No poet was ever more beloved than he; none was ever more worthy of love. The expressions of the feeling toward him after death were deep, affecting and innumerable. One of the most striking was the placing of his bust in the Poet's Corner in Westminster Abby, in March, 1884. It was the first instance of such an honor being paid to an American poet. His bust stands near the tomb of Chaucer, between the memorials to Cowley and Dryden.

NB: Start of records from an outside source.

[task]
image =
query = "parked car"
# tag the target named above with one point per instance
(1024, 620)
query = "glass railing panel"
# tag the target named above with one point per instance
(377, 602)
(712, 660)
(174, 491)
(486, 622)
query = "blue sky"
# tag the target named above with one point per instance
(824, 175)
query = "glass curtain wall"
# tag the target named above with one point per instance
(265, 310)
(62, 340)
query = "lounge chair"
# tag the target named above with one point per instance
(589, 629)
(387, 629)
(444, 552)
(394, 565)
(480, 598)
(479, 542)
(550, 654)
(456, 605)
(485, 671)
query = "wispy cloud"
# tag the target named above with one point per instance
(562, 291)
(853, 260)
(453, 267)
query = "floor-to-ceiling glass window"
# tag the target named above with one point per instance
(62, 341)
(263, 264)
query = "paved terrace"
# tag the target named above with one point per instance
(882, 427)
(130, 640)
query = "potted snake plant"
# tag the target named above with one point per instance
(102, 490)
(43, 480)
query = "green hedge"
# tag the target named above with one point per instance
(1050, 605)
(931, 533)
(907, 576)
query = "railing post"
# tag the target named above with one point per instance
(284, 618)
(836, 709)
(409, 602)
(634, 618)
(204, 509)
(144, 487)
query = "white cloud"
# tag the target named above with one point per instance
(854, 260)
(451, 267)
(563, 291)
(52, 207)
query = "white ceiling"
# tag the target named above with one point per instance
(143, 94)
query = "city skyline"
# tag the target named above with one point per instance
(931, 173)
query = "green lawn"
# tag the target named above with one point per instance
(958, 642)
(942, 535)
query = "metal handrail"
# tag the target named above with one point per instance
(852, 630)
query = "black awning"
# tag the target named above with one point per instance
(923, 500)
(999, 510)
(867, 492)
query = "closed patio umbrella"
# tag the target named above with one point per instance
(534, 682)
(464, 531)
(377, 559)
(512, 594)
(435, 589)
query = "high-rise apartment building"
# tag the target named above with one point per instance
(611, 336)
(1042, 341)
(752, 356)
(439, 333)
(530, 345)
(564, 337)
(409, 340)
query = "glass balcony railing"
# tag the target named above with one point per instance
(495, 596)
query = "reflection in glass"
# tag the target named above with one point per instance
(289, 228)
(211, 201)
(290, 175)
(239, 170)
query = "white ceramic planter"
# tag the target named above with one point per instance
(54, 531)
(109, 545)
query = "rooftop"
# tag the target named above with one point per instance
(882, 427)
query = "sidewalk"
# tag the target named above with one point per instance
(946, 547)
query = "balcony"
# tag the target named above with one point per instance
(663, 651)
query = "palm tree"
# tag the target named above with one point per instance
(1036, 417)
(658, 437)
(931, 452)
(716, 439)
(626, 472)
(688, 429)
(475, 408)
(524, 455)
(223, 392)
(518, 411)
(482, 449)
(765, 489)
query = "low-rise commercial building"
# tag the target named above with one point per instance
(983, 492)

Henry W. Longfellow married (first) Sept. 14, 1831, Mary Storer Potter, daughter of Judge Barrett Potter of Portland. She was born May 12, 1812, and died at Rotterdam, Holland, Nov. 29, 1835, aged twenty-three. He married (second) July 13, 1843, Frances Elizabeth Appleton, of Boston, born Oct. 6, 1817, and died a tragic death by burning, July 9, 1861, aged forty-three years. She was the daughter of Nathan Appleton of Boston.
Children:
Charles Appleton, Ernest Wadsworth, Frances (died young), Alice Mary, Edith and Anne Allegra.

(VI) Alexander Wadsworth, third son of Stephen and Zilpah (Wadsworth) Longfellow, was born in Portland, May 20, 1814, and died Feb. 14, 1901, aged eighty-six years. He was a civil engineer, and employed for years in the U.S. coast survey.
He married, Aug. 6, 1851, Elizabeth Clapp Porter of Portland, daughter of Richard King and Mary (Clapp) Porter, and granddaughter of Dr. Aaron Porter, whose wife Paulina was a daughter of Richard King, of Scarboro, sister of Rufus King, and half sister of Governor William King.
Children:
Mary King, Alexander W., Elizabeth Porter, Richard K. and Lucia Wadsworth.
Lucia W. married Franklin Ripley Barrett, of Portland. She is descended through the Wadsworths from nine Mayflower Pilgrims; Elder William Brewster and his wife Mary, their son Love Brewster, William Mullins and wife and their daughter Priscilla, John Alden, Richard Warren and Henry Samson.